Мой отец был очень бедным подмастерьем шорника, имевшего свою мастерскую в Йозефштадте Mutzenbacher.[5] Мы жили далеко за городом, в Оттакринге,[6] в новом тогда ещё доме, эдакой доходной казарме, которая была сверху донизу заполнена бедняками. Все эти люди имели помногу детей, и летом слишком тесный двор уже не вмещал их ватагу. У меня было два брата, оба на несколько лет меня старше. Отец, мать и мы, трое детей, размещались в одной комнате и кухне, и, кроме того, имели ещё квартиранта, снимавшего у нас койку. Таких квартирантов перебывало у нас по очереди, пожалуй, около полусотни; они приходили и уходили, то мирно, то со ссорами и скандалами, и большинство из них бесследно исчезало так, что мы никогда больше о них ничего не слышали. Я запомнила главным образом только двоих из них. Один, подмастерье слесаря, был смуглым юношей печального вида с совсем маленькими чёрными глазами и лицом, вечно перепачканным сажей. Мы, дети, очень его боялись. Он был всегда молчалив и не говорил ни слова. Помню, однажды он пришёл домой во второй половине дня, когда я находилась в квартире одна. Мне в ту пору минуло пять лет, и я играла на полу комнаты. Мать с обоими мальчишками находилась на Княжеском поле, а отец ещё не вернулся с работы. Слесарь поднял меня с пола и усадил к себе на колени. Я хотела, было, закричать, но он едва слышно сказал:

– Сиди смирно, я тебе ничего не сделаю!

После этого он запрокинул меня на спину, задрал мне юбчонку и принялся рассматривать меня, голой лежавшую перед ним на его коленях. Я очень испугалась, но вела себя тихо. Заслышав шум в коридоре – вернулась моя мать – он быстро ссадил меня на пол и удалился на кухню.

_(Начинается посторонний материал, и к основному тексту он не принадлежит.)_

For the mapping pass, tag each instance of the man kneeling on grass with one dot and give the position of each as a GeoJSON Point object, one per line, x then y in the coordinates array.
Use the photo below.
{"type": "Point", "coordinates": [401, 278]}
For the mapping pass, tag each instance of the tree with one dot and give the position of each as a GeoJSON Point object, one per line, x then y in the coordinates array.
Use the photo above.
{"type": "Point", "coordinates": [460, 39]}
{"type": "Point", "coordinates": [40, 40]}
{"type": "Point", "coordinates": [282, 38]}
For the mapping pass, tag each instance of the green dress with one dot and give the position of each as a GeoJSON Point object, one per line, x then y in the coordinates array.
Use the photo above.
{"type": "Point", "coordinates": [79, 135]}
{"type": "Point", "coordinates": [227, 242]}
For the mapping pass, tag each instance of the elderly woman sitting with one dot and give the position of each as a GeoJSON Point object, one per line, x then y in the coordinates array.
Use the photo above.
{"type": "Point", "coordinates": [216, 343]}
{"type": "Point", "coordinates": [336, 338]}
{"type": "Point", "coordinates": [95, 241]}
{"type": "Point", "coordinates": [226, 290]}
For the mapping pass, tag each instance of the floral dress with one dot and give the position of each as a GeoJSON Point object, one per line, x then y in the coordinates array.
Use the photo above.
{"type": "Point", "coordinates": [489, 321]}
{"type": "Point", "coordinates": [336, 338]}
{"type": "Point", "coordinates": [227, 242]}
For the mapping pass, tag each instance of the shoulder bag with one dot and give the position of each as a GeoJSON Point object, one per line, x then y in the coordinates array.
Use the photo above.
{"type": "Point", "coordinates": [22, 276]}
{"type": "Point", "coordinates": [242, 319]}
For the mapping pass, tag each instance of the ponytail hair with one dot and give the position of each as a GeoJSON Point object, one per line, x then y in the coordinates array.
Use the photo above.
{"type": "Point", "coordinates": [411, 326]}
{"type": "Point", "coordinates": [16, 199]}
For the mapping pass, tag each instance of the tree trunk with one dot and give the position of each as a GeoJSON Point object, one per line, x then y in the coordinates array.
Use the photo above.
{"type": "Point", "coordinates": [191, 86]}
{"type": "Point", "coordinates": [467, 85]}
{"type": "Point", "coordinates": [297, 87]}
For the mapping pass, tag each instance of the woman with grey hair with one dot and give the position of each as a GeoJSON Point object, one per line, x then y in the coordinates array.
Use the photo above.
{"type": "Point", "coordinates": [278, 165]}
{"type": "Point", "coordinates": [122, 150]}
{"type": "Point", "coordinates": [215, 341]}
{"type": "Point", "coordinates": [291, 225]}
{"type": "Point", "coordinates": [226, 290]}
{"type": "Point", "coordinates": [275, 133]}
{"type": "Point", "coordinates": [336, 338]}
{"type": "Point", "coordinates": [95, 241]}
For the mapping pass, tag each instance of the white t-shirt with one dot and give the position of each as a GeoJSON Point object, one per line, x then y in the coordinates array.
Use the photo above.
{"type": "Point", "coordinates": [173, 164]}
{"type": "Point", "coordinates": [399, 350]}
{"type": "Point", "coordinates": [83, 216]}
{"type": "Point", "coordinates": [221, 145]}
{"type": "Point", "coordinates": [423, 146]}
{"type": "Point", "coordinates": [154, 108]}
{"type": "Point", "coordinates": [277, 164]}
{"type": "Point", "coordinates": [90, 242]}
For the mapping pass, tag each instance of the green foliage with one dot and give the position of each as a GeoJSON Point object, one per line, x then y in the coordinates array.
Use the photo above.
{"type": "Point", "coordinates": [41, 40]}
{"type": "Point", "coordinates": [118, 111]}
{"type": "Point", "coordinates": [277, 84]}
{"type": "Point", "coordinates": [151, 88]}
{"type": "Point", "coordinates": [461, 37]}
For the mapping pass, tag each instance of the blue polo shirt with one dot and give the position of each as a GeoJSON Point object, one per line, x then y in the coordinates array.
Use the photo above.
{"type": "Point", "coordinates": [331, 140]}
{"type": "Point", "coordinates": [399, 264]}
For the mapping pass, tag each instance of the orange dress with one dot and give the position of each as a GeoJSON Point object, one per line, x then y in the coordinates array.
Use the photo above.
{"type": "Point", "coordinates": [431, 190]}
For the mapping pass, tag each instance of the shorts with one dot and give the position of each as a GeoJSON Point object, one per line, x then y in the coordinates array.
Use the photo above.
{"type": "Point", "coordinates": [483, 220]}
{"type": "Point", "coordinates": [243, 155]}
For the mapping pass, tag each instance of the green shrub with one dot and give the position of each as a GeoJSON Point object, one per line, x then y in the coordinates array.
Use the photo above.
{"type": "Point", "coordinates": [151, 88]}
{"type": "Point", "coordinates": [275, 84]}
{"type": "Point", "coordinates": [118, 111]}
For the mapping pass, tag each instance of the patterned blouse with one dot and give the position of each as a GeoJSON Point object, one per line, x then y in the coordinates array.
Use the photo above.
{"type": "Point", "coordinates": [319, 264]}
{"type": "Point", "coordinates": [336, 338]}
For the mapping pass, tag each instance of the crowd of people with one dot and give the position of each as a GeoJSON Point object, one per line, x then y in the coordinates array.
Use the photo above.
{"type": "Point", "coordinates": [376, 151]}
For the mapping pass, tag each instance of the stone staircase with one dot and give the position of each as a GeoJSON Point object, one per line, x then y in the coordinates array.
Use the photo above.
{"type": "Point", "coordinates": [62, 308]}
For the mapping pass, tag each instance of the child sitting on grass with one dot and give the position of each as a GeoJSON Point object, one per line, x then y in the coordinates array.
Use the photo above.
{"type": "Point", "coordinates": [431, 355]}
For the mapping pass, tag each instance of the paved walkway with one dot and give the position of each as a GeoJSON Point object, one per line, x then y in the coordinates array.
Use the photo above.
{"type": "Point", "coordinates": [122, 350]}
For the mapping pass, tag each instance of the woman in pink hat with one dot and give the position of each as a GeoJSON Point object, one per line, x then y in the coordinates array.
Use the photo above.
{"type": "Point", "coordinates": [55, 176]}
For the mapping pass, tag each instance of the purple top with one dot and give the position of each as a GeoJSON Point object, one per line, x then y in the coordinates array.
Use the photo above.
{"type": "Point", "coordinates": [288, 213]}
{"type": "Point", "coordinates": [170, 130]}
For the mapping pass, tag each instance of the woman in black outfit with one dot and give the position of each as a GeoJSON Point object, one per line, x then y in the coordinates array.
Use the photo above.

Несколько дней спустя он опять пришёл домой раньше обычного, и мать попросила его приглядеть за мной. Он пообещал и вновь всё время продержал меня у себя на коленях, погрузившись в созерцание моей обнажённой средней части. Он не произносил ни слова, а только неотрывно смотрел в одно место, и я тоже не осмеливалась сказать что-либо. Подобное повторялось, пока он жил у нас, несколько раз. Я ничего не понимала в происходящем и по-детски даже не задумывалась над этим. Сегодня я знаю, что это означало, и часто называю юного слесаря своим первым любовником. О втором квартиранте, снимавшем у нас койку, я расскажу позднее.

Оба моих брата, Франц и Лоренц, были очень непохожими по характеру. Лоренц, старший, был на четыре года старше меня; он всегда был очень замкнутым, погружённым в себя, прилежным и благонравным. Франц, которому насчитывалось лишь на полтора года больше, чем мне, был, напротив, весёлым и держался гораздо ближе ко мне, нежели к Лоренцу.

Мне минуло приблизительно семь лет, когда однажды после обеда мы с Францем отправились в гости к соседским детям. Они тоже были брат и сестра, и постоянно сидели одни, поскольку у них не было матери, а отец проводил целые дни на работе.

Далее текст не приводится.